Recommended Reading for November 30

How to Survive Thanksgiving When You’re In Eating Disorder Recovery [I should have posted this earlier, but there are major food-related holidays coming up in December.]

During the holiday season, support from family and friends can significantly impact an individual’s ability to effectively handle these stressful situations. For those supporting someone with an eating disorder through the holidays, the Eating Recovery Center offers these suggestions:

Language, Stigmatisation, and Mental Distress

I recall from some years ago when a mental health survivor of the system told me about a meeting he had with script writers working on a soap opera. They were trying to create a storyline regarding a character and his psychotic breakdown culminating in him running amok brandishing a knife. The script writers were happy with the storyline and were engaging in a discussion with mental health users to see whether they had anything to add. The guy telling me the story said the other people he was sitting with just sat there totally gob smacked. One of them explained to the script writers that the current storyline as it stood only reinforced stereotypes and stigma (mental distress=psycho=knife wielding maniac).

After much patient explaining the penny eventually dropped, wasn’t so much an eureka moment when that happened. They changed the storyline, taking out the needless psychodrama for psychodrama sake. Wasn’t perfect, it still referred to stereotypes and your average psych textbook but at least they took out the knife wielding moment. My own view and I said it to the guy who told me the story is that this exposes lazy script writing as opposed to researching the realities of mental distress.

Disability & Virtual Worlds: Universal Life

The island was designed visually and experientially to offer the best benefit to users with disabilities, fully available to adaptive services and developed in accordance with Universal Design principles. The island contains the following features: wide ramps scalable for avatars in wheelchairs; bright high-contrast signage more easily trackable by users with visual impairments; smoothly landscaped walkways to accommodate many types of users; and training offered in small sets to decrease fatigue.

Testing was performed in stages, with the first challenge being how to best present signage. Signs needed to be readable by the default camera view, which is angled downward at roughly 15 degrees from eye level, so all signs in the island’s Orientation Centre were compensated for the height of avatars using wheelchairs. The standard view in Second life includes the avatar in the frame, so signs were placed high off the ground. Paths and walkways were designed with as few stairways as possible, with no bumps that would make an avatar trip while walking.
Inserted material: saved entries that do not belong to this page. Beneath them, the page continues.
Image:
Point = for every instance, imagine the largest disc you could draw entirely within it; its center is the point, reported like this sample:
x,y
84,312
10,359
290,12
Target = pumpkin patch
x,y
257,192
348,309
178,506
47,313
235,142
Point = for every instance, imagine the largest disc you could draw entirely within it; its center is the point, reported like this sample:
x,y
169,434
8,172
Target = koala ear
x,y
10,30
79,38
The surrounding land was modelled to meet the paths as closely as possible.

In the news:
Man builds stair climbing wheelchair

“It used to take us a good half an hour to walk downstairs from our fifth floor apartment to the ground floor after her injury,” he said.

“I realised that what she needed was an electric wheelchair that could go up and downstairs but such a thing didn’t exist.”

So, despite a complete lack of mechanical knowledge, Li sold his apartment for £44,000 to fund the project.

The wheelchair as a weapon

And though the 38-year-old father of two quickly learned sporting activities such as hand cycling and sit skiing, it wasn’t until he took a new self-defence class for wheelchair-users that he began to feel at ease with his new paralyzed status.

“When you become a paraplegic and are in a chair, physically your world changes. You’re looking up all of a sudden,” he says. “(The class) was a great way for me to get to know my body again, to get comfortable in the chair and to build up a sense of confidence.”

2 Comments

  1. Thank you very much for linking the last article, about self defense. It reminded me of someone I met in college. She wanted to learn martial arts and how to use her forearm crutches as weapons in case she were to be attacked, since she hated the concept of being perceived as weak and defenseless. I didn’t fully understand her reasoning then. Two years and a significant increase in cane usage later, I do. And it makes a lot of sense.

  2. Thanks for linking to my post on stigmatisation, language and mental distress. Langauge is a powerful tool and does represent the power dynamics that exist in this society.